Skincapedia.com – Memasak di rumah memang menyenangkan, tetapi pernahkah kamu merasa hasil masakanmu tidak pernah bisa menyamai cita rasa restoran? Padahal, bahan-bahan yang kamu gunakan sudah sama, prosesnya pun terasa tidak jauh berbeda.
Ternyata rahasianya bukan sekadar resep. Ada trik-trik sederhana yang umumnya hanya diajarkan di sekolah kuliner profesional dan membuat perbedaan besar pada hasil akhir masakan. Berikut lima di antaranya yang bisa langsung kamu praktikkan di dapur!
Keluarkan Daging dari Kulkas Sebelum Dimasak
Banyak orang langsung memasak daging begitu mengeluarkannya dari kulkas atau freezer, padahal kebiasaan ini justru mengurangi kualitas hasil masakan. Daging yang langsung terkena panas dari kondisi dingin akan matang secara tidak merata, sehingga bagian luarnya bisa terlalu matang sementara bagian dalamnya masih kurang.
Dilansir dari Reader’s Digest, untuk mendapatkan steak dengan hasil terbaik, sebaiknya keluarkan daging dari kulkas dan biarkan selama satu hingga dua jam hingga mencapai suhu ruang sebelum mulai dimasak. Langkah sederhana ini membuat panas tersebar lebih merata ke seluruh bagian daging.
Pernah penasaran tidak, kenapa hidangan ayam atau daging di restoran selalu terasa sangat juicy dan tidak seret saat dikunyah? Rahasia tersembunyi di balik kelembutan itu adalah proses brining, sebuah teknik merendam daging di dalam larutan air garam dingin selama beberapa waktu sebelum masuk ke proses pematangan. Teknik ini secara ilmiah membantu serat daging untuk mengunci kelembapan sekaligus menyerap rasa gurih hingga ke bagian terdalam.

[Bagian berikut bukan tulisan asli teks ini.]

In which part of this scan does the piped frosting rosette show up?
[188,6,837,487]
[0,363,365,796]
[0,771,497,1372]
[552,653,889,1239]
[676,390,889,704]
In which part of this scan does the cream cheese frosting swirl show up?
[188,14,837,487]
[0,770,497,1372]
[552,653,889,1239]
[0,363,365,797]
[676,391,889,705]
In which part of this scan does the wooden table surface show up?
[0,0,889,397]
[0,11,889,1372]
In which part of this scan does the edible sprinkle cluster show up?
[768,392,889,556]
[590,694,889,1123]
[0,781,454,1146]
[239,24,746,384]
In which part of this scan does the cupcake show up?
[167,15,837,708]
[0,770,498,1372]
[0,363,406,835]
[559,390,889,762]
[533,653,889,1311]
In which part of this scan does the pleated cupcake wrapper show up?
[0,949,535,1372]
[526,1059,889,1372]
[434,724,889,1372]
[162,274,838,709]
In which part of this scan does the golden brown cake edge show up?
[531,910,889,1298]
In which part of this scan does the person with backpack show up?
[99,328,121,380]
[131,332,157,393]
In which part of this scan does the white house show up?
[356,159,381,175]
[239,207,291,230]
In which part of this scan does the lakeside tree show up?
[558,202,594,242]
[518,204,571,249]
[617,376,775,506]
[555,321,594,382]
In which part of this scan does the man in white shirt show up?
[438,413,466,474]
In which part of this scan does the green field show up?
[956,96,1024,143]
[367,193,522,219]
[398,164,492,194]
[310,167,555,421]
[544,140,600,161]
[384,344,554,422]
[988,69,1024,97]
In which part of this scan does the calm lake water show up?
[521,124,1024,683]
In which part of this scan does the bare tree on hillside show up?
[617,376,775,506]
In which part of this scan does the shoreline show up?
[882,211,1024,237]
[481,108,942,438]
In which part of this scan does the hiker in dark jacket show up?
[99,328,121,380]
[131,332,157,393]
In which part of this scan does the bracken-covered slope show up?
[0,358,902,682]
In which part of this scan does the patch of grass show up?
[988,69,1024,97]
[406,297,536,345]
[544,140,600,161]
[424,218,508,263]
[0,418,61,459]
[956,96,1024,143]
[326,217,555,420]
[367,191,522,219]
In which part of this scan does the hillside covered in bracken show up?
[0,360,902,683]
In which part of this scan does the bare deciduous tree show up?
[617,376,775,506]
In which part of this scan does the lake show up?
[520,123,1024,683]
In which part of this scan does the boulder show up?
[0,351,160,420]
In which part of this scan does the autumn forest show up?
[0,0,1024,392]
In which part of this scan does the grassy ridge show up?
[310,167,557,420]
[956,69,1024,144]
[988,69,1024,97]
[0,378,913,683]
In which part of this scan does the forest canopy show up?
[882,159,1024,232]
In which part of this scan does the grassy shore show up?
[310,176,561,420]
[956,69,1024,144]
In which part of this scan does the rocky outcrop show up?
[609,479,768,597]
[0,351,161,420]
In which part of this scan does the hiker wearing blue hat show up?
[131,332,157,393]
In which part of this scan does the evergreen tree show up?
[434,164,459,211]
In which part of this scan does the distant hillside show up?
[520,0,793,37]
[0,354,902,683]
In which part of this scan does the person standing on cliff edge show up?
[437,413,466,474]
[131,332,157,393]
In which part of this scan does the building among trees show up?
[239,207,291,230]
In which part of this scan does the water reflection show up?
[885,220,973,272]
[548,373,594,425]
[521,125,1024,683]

Proses brining juga berfungsi sebagai jaring pengaman alami agar daging tidak gampang berubah menjadi kering atau keras, bahkan jika kamu tidak sengaja memasaknya terlalu lama. Teknik ini sama sekali tidak terbatas untuk momen perayaan besar saja, melainkan sangat bisa kamu terapkan untuk hampir semua jenis daging konsumsi sehari-hari.
Jangan Pelit Menggunakan Garam
Salah satu pelajaran pertama yang diterima mahasiswa kuliner adalah tidak perlu ragu menggunakan garam secukupnya. Jesse Szewczyk, lulusan Culinary Institute of America, mengungkapkan di Reader’s Digest bahwa ia berkali-kali mendapat catatan dari instrukturnya karena menyajikan masakan yang kurang dibumbui.
Jika makananmu terasa hambar, kemungkinan besar masalahnya ada pada takaran garam yang kurang. Triknya, tambahkan garam sedikit demi sedikit selama proses memasak berlangsung daripada menuangkannya sekaligus di awal atau akhir agar bumbu lebih merata dan tidak berlebihan.
Menaburkan garam dari ketinggian yang sedikit lebih tinggi dari biasanya juga membantu distribusinya lebih merata ke seluruh permukaan masakan.
Tambahkan Sedikit Gula saat Memasak dengan Tomat

Tomat memiliki rasa asam alami yang kadang terlalu kuat dan bisa mendominasi cita rasa masakan. Trik yang umum diajarkan di sekolah kuliner adalah menambahkan sejumput gula ke dalam masakan berbahan tomat untuk menyeimbangkan rasa asam tersebut.
Szewczyk menyebutkan bahwa menambahkan sedikit gula pada masakan dengan tomat yang belum terlalu matang bisa membuat rasanya seolah menggunakan tomat yang segar dan sempurna. Ini merupakan cara cerdas untuk menyelamatkan masakan tanpa perlu mengganti bahan. Trik ini sangat berguna terutama saat kamu membuat saus pasta atau sup tomat di rumah.
Pindahkan Pasta ke dalam Saus Sebelum Benar-benar Matang
Pasta yang dimasak hingga benar-benar matang di dalam air mendidih lalu baru dicampur dengan saus ternyata bukan cara yang paling optimal. Koki profesional justru memindahkan pasta ke dalam saus beberapa menit sebelum pasta sepenuhnya matang agar pasta bisa menyerap cita rasa saus dari dalam.
Teknik ini juga membantu saus lebih menempel dengan baik pada permukaan pasta. Jika saus terasa terlalu kental setelah pasta masuk, kamu bisa menambahkan sedikit air rebusan pasta yang tersisa untuk mendapatkan tekstur yang pas. Hasilnya adalah pasta yang terasa jauh lebih kaya rasa, persis seperti yang biasa kamu nikmati di restoran Italia favoritmu.